Lancées initialement dans le cadre du projet de Mahabourini, le principe en a été ensuite été repris par l’État dans le cadre d’un concours d’architecture national organisé par le PUCA (Plan urbanisme construction architecture), « Totem », tout en proposant en parallèle un nouveau modèle de financement de « logement locatif très social adapté », permettant aux locataires d’avoir des loyers extrêmement bas. Prévu initialement pour ne bénéficier qu’aux personnes de nationalité française ou aux rares étrangers ayant une carte de séjour de dix ans, l’extension prévue de ce modèle à ceux ayant une carte d’un an peut donner à espérer une amélioration de la quantité et la qualité des logements pour les personnes précaires vivant à Mayotte, même si les nombreuses personnes sans papiers seront toujours laissées sans solution.
Ces modèles alternatifs à la destruction massive de bidonvilles sans relogement demeurent néanmoins malheureusement minoritaires et ne comblent actuellement en rien le nombre de maisons détruites par les politiques de délogement.

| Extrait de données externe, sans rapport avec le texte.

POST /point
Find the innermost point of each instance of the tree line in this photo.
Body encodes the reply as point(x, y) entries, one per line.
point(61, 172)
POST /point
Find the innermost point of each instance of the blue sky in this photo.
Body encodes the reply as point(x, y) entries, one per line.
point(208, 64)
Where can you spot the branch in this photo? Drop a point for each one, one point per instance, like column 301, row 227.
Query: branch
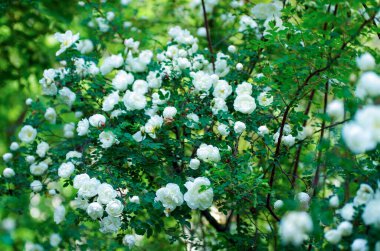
column 208, row 35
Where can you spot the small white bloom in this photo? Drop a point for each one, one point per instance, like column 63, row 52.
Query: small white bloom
column 67, row 96
column 80, row 179
column 59, row 214
column 85, row 46
column 110, row 224
column 169, row 112
column 27, row 134
column 83, row 126
column 122, row 79
column 106, row 193
column 110, row 101
column 245, row 104
column 42, row 149
column 134, row 101
column 223, row 130
column 170, row 196
column 97, row 120
column 89, row 188
column 208, row 153
column 294, row 227
column 114, row 208
column 239, row 127
column 51, row 115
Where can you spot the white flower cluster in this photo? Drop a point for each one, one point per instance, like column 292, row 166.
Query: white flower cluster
column 199, row 195
column 96, row 198
column 363, row 133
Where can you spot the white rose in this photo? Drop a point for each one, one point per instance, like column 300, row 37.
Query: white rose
column 110, row 224
column 239, row 127
column 265, row 99
column 169, row 112
column 170, row 196
column 42, row 148
column 371, row 213
column 218, row 104
column 366, row 62
column 89, row 188
column 194, row 164
column 80, row 179
column 106, row 193
column 95, row 210
column 67, row 96
column 27, row 134
column 222, row 89
column 97, row 120
column 7, row 157
column 107, row 138
column 294, row 227
column 244, row 88
column 38, row 169
column 36, row 186
column 8, row 172
column 244, row 104
column 134, row 101
column 110, row 101
column 199, row 194
column 59, row 214
column 50, row 115
column 140, row 86
column 122, row 80
column 223, row 130
column 114, row 208
column 65, row 170
column 83, row 127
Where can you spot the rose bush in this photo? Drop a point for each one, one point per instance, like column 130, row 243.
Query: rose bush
column 266, row 139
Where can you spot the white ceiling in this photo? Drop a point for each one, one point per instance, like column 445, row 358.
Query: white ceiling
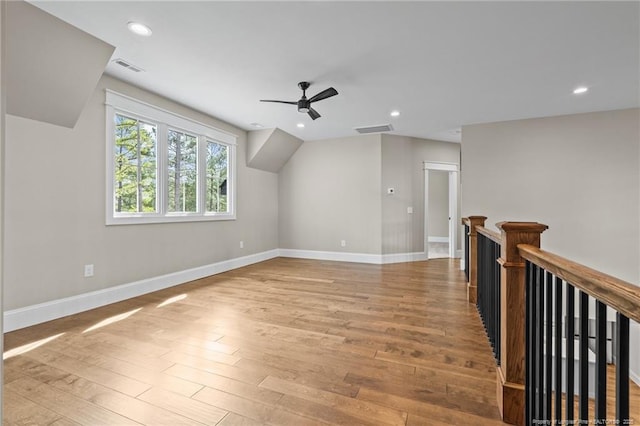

Allant au bout d’une logique de répression féroce à l’égard des personnes sans papier, nombre d’opérateurs publics font comme s’il était possible d’inventer une politique de logement qui ferait fi de quasiment la moitié de la population mahoraise. Les destructions de bidonville se succèdent et ne font qu’ajouter à la déforestation de l’île tout en créant d’autres quartiers plus insalubres ou en augmentant la densification et la mise en péril des quartiers existants. Les personnes chassées s’installent dans des lieux toujours plus éloignés et plus exposés aux risques sans que personne ne gagne à ces démolitions.